Monday, April 16, 2012

Inefficient Session Implementation on Google App Engine / Java & GAE Critics

Almost two months ago I released my first Google App Engine (GAE) application called www.krisentalk.de.
In general it is best practice to do some profiling and check for bottlenecks before going to production. So did I.

GAE offers a nice tool called “Appstats” which profiles current requests.
Studying the profiling results I had an unpleasant surprise. From time to time one request contained around 40 RPC (RPC=Remote Procedure Calls=Remote GAE Services). That was strange, because I never implemented more than 4 RPC per request. The following screenshot shows this:



What was happening?

It is noticeable that there are many pairs of memcache/datastore-Gets. It turns out that each pair is an attempt to read the session-state. But why there are for the same page sometimes just one session-read and sometime around 40 (like in the screen above)?

A little more digging has shown what’s going on: Whenever there is an invalid session there are many unsuccessful readings for session-state. In other words: The Browser sends a JSESSION cookie, but the session on the GAE is already invalidated (e.g. session got a timeout). My application is using Spring MVC and Freemarker. These frameworks (as many others) try to read the session more than once per request.

First Conclusion

Google App Engine has a grossly inefficient implementation for reading (invalided) session state. Whenever a session is invalid, multiple times RPCs are used just for checking again and again that there is no valid session. There shouldn’t be more than one attempt to read the session via Remote-Calls per request.
I issued a ticket on GAE for this: #7355

Workaround

As a workaround I implemented a request interceptor that checks if a user sends a JSESSION cookie that refers to an invalidated session. If this is the case the user’s JSESSION cookie is removed. Hence, the follow-up requests of this user don’t lead to the unnecessary RP-Calls anymore.
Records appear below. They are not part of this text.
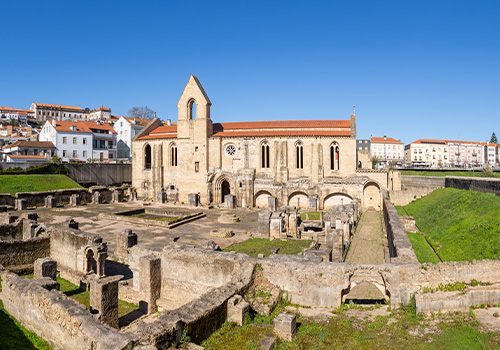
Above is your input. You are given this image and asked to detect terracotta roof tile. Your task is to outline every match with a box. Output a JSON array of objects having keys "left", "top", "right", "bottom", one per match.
[{"left": 370, "top": 137, "right": 403, "bottom": 144}]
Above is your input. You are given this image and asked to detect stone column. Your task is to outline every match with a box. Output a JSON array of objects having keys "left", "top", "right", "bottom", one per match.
[
  {"left": 139, "top": 255, "right": 161, "bottom": 314},
  {"left": 90, "top": 276, "right": 123, "bottom": 328},
  {"left": 34, "top": 258, "right": 57, "bottom": 281}
]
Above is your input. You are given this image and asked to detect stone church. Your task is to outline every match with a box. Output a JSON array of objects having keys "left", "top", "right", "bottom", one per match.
[{"left": 132, "top": 75, "right": 401, "bottom": 210}]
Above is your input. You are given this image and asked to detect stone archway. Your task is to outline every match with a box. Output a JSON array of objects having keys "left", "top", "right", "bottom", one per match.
[
  {"left": 363, "top": 182, "right": 382, "bottom": 211},
  {"left": 220, "top": 180, "right": 231, "bottom": 203},
  {"left": 323, "top": 193, "right": 353, "bottom": 210}
]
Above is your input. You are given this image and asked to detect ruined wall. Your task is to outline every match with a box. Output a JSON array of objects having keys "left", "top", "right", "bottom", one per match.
[
  {"left": 1, "top": 271, "right": 134, "bottom": 350},
  {"left": 16, "top": 188, "right": 91, "bottom": 207},
  {"left": 383, "top": 198, "right": 418, "bottom": 263},
  {"left": 0, "top": 237, "right": 50, "bottom": 268}
]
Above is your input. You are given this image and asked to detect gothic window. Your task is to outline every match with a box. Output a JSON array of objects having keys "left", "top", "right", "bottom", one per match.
[
  {"left": 144, "top": 145, "right": 151, "bottom": 169},
  {"left": 260, "top": 142, "right": 269, "bottom": 169},
  {"left": 188, "top": 100, "right": 196, "bottom": 119},
  {"left": 170, "top": 144, "right": 177, "bottom": 166},
  {"left": 295, "top": 142, "right": 304, "bottom": 169}
]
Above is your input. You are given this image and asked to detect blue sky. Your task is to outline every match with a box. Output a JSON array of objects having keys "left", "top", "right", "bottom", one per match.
[{"left": 0, "top": 0, "right": 500, "bottom": 143}]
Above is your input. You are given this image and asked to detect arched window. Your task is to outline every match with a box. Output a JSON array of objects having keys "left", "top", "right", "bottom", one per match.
[
  {"left": 188, "top": 100, "right": 196, "bottom": 119},
  {"left": 330, "top": 143, "right": 340, "bottom": 170},
  {"left": 295, "top": 142, "right": 304, "bottom": 169},
  {"left": 144, "top": 145, "right": 151, "bottom": 169},
  {"left": 260, "top": 142, "right": 269, "bottom": 168},
  {"left": 170, "top": 143, "right": 177, "bottom": 166}
]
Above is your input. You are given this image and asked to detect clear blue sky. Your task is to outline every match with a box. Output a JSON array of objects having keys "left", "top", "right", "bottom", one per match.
[{"left": 0, "top": 0, "right": 500, "bottom": 143}]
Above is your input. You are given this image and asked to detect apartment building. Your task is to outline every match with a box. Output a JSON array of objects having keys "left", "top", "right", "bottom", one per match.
[
  {"left": 39, "top": 120, "right": 116, "bottom": 162},
  {"left": 370, "top": 136, "right": 404, "bottom": 163}
]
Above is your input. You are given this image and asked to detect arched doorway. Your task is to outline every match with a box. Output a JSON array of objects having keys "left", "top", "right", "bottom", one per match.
[
  {"left": 220, "top": 180, "right": 231, "bottom": 203},
  {"left": 323, "top": 193, "right": 352, "bottom": 210}
]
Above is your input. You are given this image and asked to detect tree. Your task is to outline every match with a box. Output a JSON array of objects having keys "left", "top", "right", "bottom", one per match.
[
  {"left": 128, "top": 106, "right": 155, "bottom": 119},
  {"left": 490, "top": 132, "right": 498, "bottom": 143}
]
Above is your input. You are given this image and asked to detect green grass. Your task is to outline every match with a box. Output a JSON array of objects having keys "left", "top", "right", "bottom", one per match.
[
  {"left": 224, "top": 238, "right": 312, "bottom": 258},
  {"left": 0, "top": 175, "right": 82, "bottom": 195},
  {"left": 394, "top": 205, "right": 408, "bottom": 216},
  {"left": 300, "top": 211, "right": 321, "bottom": 220},
  {"left": 202, "top": 305, "right": 500, "bottom": 350},
  {"left": 0, "top": 278, "right": 52, "bottom": 350},
  {"left": 407, "top": 232, "right": 439, "bottom": 264},
  {"left": 405, "top": 188, "right": 500, "bottom": 261},
  {"left": 401, "top": 170, "right": 500, "bottom": 177}
]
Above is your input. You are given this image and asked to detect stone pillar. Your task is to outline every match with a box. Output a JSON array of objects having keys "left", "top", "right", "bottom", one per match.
[
  {"left": 34, "top": 258, "right": 57, "bottom": 281},
  {"left": 269, "top": 211, "right": 283, "bottom": 239},
  {"left": 273, "top": 313, "right": 297, "bottom": 341},
  {"left": 90, "top": 276, "right": 123, "bottom": 328},
  {"left": 267, "top": 197, "right": 278, "bottom": 211},
  {"left": 45, "top": 196, "right": 57, "bottom": 208},
  {"left": 258, "top": 211, "right": 272, "bottom": 235},
  {"left": 224, "top": 194, "right": 236, "bottom": 209},
  {"left": 64, "top": 218, "right": 79, "bottom": 230},
  {"left": 15, "top": 199, "right": 28, "bottom": 210},
  {"left": 156, "top": 191, "right": 167, "bottom": 203},
  {"left": 111, "top": 190, "right": 122, "bottom": 203},
  {"left": 226, "top": 295, "right": 250, "bottom": 327},
  {"left": 139, "top": 255, "right": 161, "bottom": 314},
  {"left": 69, "top": 194, "right": 81, "bottom": 207},
  {"left": 115, "top": 230, "right": 137, "bottom": 257},
  {"left": 92, "top": 191, "right": 102, "bottom": 204},
  {"left": 188, "top": 193, "right": 200, "bottom": 207}
]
The source in a Spring’s HandlerInterceptorAdapte looks like this:

 
void post(HttpServletRequest request, HttpServletResponse response, Object handler, ModelAndView modelAndView) throws Exception {
  Cookie cookie = WebUtils.getCookie(request, WebUtils.COOKIE_SESSION_NAME);
  if ( cookie != null  && request.getSession(false) == null) {                        
    MyWebUtils.deleteCookie("JSESSIONID", request, response);
  }
}


General GAE critics

One of my (and I think most other GAE users) biggest critics is that Google let their customers pay if they have an inefficiency or failure on their GAE platform. You can imagine what GAE’s bad session-implementation shown above would cost a customer with a high traffic application! On the GAE-user-group there was a nice joke that summarizes this to the point:

thecheatah: Why are my requests taking > 1 second all of a sudden?
Jeff: It's the end of the financial quarter and GAE needed to make revenue targets ;-)

The second (even worse) complain is the very bad user support/communication of Google regarding GAE’s customer. Google seems to have a politics of “ignore customer complains”. If you have problems like your costs go up or your application fails because of GAE’s reliability problems you are lost!
A quote of somebody that summarizes the feeling of affected GAE users:

“Some attention from google after a long time is nice to see. but still not clear when this issue get resolved.
More importantly concerns regarding credibility still in the air. I think many including us are planning to get out of GAE. Not because of the issue but the way such a critical issue is being handeled.”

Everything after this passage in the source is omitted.